The French young bull industry involves two types of stakeholders [15]. On the one hand, cow-calf producers rear suckling beef calves with their dam until the age of five to ten months. On the other hand, fatteners purchase weaned calves from cow-calf producers and handle their fattening, before they are slaughtered, typically when they are 17 months old [15]. In fattening units, young bulls are managed by batches, i.e. groups of animals fattened together (feedlots). Instead of purchasing weaned calves separately, fatteners often use third-party intermediates, namely independent middlemen and producer organizations, who design the batches and sell them to the fatteners at once [16]. In order to manage large numbers of weaned calves, intermediates can use sorting centres, where the calves are sent, and assigned to batches. Besides the breed of the animals, homogeneity of animal bodyweight is the main criterion used to create batches because it is expected to facilitate their management and improve their performance, although this assumption has been questioned [17, 18]. Weaned calves are especially prone to developing BRD in the first weeks of fattening because the creation of batches mixes calves from various origins, i.e. cow-calf producers [18, 19]. Gathering calves from different origins not only generates additional stress, by disrupting existing hierarchies between individuals, but it also increases cross-contamination risks between calves potentially carrying different pathogens, some of them involved in the BRD complex. Limiting the mixing of individuals from different origins could therefore reduce the BRD incidence among weaned calves.

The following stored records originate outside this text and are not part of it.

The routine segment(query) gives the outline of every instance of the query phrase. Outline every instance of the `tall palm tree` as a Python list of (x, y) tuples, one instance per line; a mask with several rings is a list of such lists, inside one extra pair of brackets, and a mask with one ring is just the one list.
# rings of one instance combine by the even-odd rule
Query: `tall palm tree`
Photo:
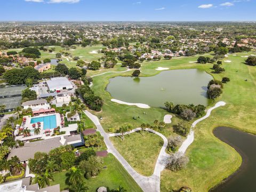
[(122, 140), (123, 140), (124, 139), (124, 133), (125, 133), (127, 131), (127, 127), (126, 126), (122, 125), (120, 127), (119, 131), (121, 133)]
[(68, 178), (68, 182), (71, 185), (76, 185), (81, 182), (81, 178), (84, 178), (84, 175), (82, 171), (76, 167), (71, 168), (71, 172)]
[(4, 112), (6, 107), (6, 106), (5, 105), (0, 105), (0, 112)]
[(29, 136), (29, 134), (30, 134), (30, 130), (29, 130), (28, 127), (26, 127), (26, 129), (24, 129), (24, 130), (22, 131), (22, 133), (25, 137)]
[(3, 140), (6, 137), (7, 137), (6, 133), (4, 132), (0, 132), (0, 143), (1, 143), (1, 146), (3, 146), (3, 144), (2, 143), (2, 140)]
[(35, 128), (34, 129), (34, 133), (36, 134), (39, 134), (41, 132), (41, 129), (40, 127)]
[[(10, 160), (7, 159), (3, 159), (1, 161), (1, 164), (0, 165), (1, 168), (3, 170), (5, 171), (11, 171), (11, 162)], [(12, 174), (11, 173), (11, 171), (10, 172), (10, 174), (11, 175)]]
[(0, 174), (0, 183), (3, 183), (4, 182), (4, 177)]
[(47, 162), (46, 170), (51, 172), (53, 172), (58, 167), (58, 164), (54, 161), (48, 161)]
[(9, 126), (8, 125), (4, 126), (2, 129), (2, 131), (5, 133), (7, 136), (10, 137), (11, 135), (13, 135), (13, 129)]
[(13, 117), (13, 116), (10, 117), (8, 120), (7, 120), (7, 122), (8, 123), (11, 123), (11, 125), (12, 125), (12, 127), (13, 127), (14, 125), (14, 122), (15, 122), (14, 117)]
[(68, 105), (69, 106), (69, 111), (71, 111), (71, 107), (72, 107), (72, 101), (70, 101), (69, 103), (68, 103)]
[(142, 123), (141, 125), (140, 125), (140, 127), (141, 128), (141, 130), (143, 131), (143, 137), (144, 137), (144, 131), (146, 129), (146, 125), (145, 123)]

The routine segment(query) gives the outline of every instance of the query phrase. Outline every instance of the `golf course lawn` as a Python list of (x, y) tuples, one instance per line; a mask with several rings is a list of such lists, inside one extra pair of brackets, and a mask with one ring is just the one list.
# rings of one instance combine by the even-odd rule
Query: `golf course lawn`
[[(68, 61), (67, 59), (64, 57), (61, 57), (60, 58), (56, 58), (55, 54), (57, 53), (60, 52), (61, 50), (63, 50), (65, 52), (68, 52), (71, 53), (72, 57), (74, 57), (75, 56), (79, 57), (80, 59), (83, 60), (87, 62), (91, 62), (93, 60), (98, 60), (98, 59), (100, 59), (102, 55), (102, 53), (92, 53), (93, 51), (98, 51), (99, 50), (102, 49), (104, 46), (101, 45), (92, 45), (92, 46), (87, 46), (85, 47), (83, 47), (81, 46), (75, 45), (76, 49), (73, 50), (70, 49), (68, 50), (65, 50), (64, 48), (61, 47), (60, 46), (54, 46), (51, 47), (45, 46), (45, 47), (48, 47), (49, 49), (51, 48), (55, 48), (55, 50), (53, 51), (52, 53), (49, 53), (46, 51), (43, 51), (40, 50), (41, 53), (41, 55), (39, 58), (36, 59), (37, 60), (43, 61), (44, 59), (60, 59), (62, 61), (60, 61), (60, 63), (65, 63), (67, 65), (68, 68), (70, 67), (76, 67), (76, 61), (74, 61), (72, 58), (69, 58), (68, 56), (65, 56), (66, 58), (68, 58), (69, 61)], [(10, 51), (15, 51), (17, 52), (21, 52), (23, 48), (19, 48), (19, 49), (12, 49), (9, 50), (5, 50), (4, 51), (7, 52)]]
[[(109, 154), (104, 158), (103, 169), (97, 177), (85, 180), (86, 186), (89, 187), (89, 192), (94, 192), (99, 187), (104, 186), (110, 189), (116, 189), (119, 185), (123, 187), (127, 191), (142, 191), (140, 187), (133, 179), (128, 174), (119, 162), (112, 155)], [(60, 190), (67, 189), (67, 173), (68, 171), (55, 173), (53, 174), (54, 181), (51, 182), (51, 185), (60, 183)]]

In this study, we investigated whether homogeneity in the origins of animals (i.e. the cow-calf producer they come from) could be a useful criterion to design batches, in order to reduce the risk of BRD occurrence among young bulls in the first weeks after their arrival in fattening units. First, we developed an algorithm indicating batch compositions minimizing the average number of different origins within each batch, while respecting additional constraints relative to the number, breed and date of arrival at the sorting centre of the weaned calves assigned to each batch. Second, we tested the algorithm on a dataset of batches created by a French beef producer’s organization. We compared the batches from the original dataset to the batches created by the algorithm in order to identify a decrease in the number of origins per batch and check the impact of the algorithm on other characteristics of the batches, namely the heterogeneity in the age or weight of the calves. Third, we computed an index for each calf of the dataset, representing its risk of developing symptoms because of four theoretical pathogens representing four of the main pathogens involved in BRD. We compared the risk index of the calves according to the batch composition given by the dataset to those according to the batch composition provided by the algorithm, in order to assess its impact on the estimated risk of developing BRD.

Material and methods

Presentation of the database

We used a dataset provided by Terrena Production Bovine, a beef producer organization located in Western France, a region densely populated with cattle. The data includes 137,726 weaned calves managed by the organization between 2010 and 2018, with information about their breed, age and weight. Most calves were Charolais bulls (60%), although a large diversity of other breeds—23 in total—was represented. In addition, the origin of each animal (i.e. the cow-calf producer it comes from), the batch it was assigned to and the date of the assignment were also provided. All the calves in the database were managed by the same intermediate (Terrena Production Bovine). They came from 3675 different cow-calf producers and were sold to 1028 different fatteners. The cow-calf producers were very unevenly represented in the database: the average cow-calf producer provided 37.3 calves, but 52% of them provided 10 calves or less while 5.2% of them provided 100 calves or more. Overall, 10% of the cow-calf producers provided 66.5% of the calves. A very large majority (94.8%) of the calves were not sent directly from the cow-calf producer to the fattener, but went through at least one sorting centre belonging to Terrena Production Bovine. The average duration of the calves' stay in the sorting centres was 2.44 day (standard deviation of 2.78 days), with 33% of the calves staying 1 day (i.e. they arrived and exited the centre on the same day) and 97% of them staying 4 days or less. This is consistent with the management of the organization, which is organized on the first 4 days of the weeks: most calves (62%) arrive in centres on Mondays or Tuesdays and most (80%) exit on Wednesdays or Thursdays.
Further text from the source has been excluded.